What will LA theater patrons say about him? Raymond to me has become like a white knight of theater going on a crusade on behalf of all the playwrights in the world. The cowboy is riding his imaginary steed a long way to the promised land. We all can't help but get excited about that. I know him. I know he can ride, he can fight, he can battle, and he can win the hearts of the people. He is a natural born actor who has made himself the conduit for his work. For what he can do.

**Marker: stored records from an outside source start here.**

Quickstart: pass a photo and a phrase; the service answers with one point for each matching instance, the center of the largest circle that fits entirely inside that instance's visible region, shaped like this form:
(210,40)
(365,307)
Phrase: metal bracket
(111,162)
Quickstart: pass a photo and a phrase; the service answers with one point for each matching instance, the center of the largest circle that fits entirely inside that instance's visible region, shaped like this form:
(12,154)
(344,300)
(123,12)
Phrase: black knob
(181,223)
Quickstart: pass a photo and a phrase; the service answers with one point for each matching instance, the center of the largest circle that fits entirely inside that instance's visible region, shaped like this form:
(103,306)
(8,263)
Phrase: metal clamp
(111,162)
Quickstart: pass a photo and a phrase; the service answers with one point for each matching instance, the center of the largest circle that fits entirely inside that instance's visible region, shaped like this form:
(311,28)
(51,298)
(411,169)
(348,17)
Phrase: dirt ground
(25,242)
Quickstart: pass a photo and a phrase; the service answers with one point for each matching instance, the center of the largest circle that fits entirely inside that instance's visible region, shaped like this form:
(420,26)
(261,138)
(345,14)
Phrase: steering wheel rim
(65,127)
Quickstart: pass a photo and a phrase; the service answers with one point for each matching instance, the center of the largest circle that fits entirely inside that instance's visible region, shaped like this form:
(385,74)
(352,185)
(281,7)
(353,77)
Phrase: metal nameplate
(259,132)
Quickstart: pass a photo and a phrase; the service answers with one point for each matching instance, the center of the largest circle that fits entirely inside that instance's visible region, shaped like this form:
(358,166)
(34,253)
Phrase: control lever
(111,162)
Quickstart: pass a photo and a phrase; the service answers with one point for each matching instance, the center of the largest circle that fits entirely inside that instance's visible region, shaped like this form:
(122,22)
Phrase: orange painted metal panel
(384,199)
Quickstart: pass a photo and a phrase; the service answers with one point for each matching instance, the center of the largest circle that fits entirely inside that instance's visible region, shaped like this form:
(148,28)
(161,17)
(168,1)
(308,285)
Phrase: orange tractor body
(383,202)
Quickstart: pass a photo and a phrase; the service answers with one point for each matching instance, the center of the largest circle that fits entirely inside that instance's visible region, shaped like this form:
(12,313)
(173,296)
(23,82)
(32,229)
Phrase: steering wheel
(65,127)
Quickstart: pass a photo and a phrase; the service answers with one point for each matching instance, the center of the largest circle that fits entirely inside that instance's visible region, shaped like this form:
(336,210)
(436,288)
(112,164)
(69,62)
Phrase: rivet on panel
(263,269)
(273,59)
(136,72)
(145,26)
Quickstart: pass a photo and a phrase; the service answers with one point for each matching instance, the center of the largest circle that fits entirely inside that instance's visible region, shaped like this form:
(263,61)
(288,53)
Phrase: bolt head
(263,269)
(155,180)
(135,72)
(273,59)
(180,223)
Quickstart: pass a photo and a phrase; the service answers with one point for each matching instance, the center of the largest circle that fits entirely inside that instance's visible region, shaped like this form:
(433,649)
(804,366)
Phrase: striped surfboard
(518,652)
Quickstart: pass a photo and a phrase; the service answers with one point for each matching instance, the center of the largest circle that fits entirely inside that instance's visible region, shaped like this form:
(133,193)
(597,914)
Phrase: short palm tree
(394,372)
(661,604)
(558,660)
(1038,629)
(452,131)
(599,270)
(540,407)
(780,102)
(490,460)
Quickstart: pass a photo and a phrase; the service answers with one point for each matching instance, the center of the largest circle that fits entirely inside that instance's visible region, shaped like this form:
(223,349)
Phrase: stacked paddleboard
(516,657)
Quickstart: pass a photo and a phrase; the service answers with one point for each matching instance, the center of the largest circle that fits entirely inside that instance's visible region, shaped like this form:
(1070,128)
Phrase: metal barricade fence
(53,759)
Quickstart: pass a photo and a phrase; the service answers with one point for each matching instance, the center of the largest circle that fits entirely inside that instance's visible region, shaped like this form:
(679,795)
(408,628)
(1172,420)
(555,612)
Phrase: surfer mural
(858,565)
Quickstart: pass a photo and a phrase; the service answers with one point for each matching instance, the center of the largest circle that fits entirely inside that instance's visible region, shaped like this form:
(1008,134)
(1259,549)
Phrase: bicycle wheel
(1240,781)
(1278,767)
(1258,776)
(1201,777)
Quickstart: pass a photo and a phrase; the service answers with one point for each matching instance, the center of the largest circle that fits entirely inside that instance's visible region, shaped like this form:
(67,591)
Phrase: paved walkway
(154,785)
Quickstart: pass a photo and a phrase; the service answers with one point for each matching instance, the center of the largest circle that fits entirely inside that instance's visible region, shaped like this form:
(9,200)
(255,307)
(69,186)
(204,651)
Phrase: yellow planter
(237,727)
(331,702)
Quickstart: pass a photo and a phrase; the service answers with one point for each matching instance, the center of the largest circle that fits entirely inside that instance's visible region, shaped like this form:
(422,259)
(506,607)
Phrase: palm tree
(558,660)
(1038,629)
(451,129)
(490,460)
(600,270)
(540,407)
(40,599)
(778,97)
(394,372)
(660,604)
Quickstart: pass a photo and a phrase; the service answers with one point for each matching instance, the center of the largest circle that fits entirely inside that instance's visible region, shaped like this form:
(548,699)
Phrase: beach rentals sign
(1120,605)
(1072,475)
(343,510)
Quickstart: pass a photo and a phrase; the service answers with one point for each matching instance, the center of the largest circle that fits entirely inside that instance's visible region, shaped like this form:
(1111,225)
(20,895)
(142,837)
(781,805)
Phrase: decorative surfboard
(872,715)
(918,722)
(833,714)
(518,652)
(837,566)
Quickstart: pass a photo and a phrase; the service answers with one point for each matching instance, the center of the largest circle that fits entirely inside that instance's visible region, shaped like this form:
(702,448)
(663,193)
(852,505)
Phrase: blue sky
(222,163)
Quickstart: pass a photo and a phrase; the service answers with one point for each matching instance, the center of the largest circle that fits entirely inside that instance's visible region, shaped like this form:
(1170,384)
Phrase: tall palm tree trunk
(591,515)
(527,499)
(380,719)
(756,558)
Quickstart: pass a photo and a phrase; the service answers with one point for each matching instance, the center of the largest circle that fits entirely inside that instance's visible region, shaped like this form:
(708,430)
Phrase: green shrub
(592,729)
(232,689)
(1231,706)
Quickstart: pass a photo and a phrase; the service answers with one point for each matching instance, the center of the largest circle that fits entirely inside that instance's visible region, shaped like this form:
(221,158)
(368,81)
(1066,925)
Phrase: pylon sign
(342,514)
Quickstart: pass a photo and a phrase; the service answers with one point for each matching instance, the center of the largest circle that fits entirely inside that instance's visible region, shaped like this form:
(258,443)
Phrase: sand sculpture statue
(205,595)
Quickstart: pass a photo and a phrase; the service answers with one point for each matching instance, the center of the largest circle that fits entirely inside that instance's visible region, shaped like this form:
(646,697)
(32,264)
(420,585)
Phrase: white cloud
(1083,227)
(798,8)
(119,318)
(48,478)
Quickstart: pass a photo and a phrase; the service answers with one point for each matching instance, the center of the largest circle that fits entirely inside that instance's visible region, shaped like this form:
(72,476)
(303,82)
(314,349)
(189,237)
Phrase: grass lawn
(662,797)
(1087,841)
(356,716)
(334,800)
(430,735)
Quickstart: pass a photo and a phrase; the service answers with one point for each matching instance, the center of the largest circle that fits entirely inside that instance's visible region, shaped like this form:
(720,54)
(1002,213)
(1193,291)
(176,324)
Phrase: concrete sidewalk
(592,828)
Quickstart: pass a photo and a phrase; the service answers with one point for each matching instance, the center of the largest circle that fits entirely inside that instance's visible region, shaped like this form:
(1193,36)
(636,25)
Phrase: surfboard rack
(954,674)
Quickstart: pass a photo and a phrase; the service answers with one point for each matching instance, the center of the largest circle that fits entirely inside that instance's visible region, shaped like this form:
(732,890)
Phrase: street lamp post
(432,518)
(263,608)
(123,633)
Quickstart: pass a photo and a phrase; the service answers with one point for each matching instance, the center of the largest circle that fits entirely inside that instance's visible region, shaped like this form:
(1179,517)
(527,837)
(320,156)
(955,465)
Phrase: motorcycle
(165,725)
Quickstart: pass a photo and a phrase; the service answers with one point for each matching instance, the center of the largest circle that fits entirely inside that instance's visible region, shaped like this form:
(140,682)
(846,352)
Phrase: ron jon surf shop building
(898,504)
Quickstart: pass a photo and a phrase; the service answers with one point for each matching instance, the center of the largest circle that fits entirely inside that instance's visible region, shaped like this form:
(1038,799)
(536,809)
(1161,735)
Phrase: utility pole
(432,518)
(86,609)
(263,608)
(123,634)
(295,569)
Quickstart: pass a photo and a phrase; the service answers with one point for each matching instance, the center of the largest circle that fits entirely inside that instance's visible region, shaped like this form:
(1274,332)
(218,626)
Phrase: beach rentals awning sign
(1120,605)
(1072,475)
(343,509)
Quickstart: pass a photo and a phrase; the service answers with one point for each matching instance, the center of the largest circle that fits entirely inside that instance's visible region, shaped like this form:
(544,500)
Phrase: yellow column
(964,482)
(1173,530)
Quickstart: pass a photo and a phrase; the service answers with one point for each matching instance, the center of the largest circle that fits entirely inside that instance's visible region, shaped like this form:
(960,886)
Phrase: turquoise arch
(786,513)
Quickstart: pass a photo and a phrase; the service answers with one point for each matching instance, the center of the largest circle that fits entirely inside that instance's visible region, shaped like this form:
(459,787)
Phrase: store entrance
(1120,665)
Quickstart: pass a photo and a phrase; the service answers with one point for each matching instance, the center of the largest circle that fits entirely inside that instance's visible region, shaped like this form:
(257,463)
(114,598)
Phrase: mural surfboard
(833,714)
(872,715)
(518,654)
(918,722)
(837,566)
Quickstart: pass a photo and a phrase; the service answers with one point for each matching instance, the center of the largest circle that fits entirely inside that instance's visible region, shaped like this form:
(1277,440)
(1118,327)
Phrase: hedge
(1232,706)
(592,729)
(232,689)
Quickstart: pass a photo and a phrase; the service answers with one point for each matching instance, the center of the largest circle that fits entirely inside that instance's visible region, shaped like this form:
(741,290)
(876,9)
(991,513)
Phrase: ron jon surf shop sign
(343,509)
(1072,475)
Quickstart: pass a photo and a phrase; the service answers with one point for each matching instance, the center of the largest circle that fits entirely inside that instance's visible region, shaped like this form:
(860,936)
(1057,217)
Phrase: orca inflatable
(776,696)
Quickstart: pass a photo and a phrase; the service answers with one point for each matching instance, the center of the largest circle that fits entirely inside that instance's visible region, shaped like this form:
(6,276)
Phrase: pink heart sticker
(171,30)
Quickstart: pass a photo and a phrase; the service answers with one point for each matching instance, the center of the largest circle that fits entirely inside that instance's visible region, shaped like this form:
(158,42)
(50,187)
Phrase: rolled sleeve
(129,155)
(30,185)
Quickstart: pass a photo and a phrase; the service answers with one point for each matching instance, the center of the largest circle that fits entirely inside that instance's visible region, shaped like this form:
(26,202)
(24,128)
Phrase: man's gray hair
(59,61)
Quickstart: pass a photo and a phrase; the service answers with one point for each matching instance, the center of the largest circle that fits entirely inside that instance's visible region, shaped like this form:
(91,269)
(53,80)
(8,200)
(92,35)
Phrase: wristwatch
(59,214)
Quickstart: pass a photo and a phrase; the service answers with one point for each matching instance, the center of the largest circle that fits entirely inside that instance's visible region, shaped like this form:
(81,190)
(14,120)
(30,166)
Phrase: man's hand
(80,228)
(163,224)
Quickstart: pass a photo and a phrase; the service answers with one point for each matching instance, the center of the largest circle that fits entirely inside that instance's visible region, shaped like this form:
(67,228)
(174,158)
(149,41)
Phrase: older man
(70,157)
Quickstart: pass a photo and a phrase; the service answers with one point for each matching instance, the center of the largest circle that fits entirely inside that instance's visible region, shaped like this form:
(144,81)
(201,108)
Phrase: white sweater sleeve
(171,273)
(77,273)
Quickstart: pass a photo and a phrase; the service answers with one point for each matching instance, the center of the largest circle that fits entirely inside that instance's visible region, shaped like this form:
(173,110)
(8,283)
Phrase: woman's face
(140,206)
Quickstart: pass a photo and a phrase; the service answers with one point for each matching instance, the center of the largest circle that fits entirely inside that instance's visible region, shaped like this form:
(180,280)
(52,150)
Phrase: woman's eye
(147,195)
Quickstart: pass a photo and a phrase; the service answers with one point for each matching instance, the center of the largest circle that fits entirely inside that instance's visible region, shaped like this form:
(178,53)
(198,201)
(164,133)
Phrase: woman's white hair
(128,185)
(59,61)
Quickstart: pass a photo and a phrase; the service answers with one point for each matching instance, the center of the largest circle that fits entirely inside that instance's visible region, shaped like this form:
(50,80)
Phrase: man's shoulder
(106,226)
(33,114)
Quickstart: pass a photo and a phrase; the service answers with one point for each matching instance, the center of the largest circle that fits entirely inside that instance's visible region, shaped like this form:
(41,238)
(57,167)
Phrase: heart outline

So I sense magic happening in that dark theater during these last days. The lights are going to come on and a miracle will happen once again on stage. A theater audience will be beguiled once again. A new playwright will be born! Once again.
We cannot always rely on the old ones, who have made it. Their work loses vitality with age. We must have new voices to speak for our times. The old must show respect for the new.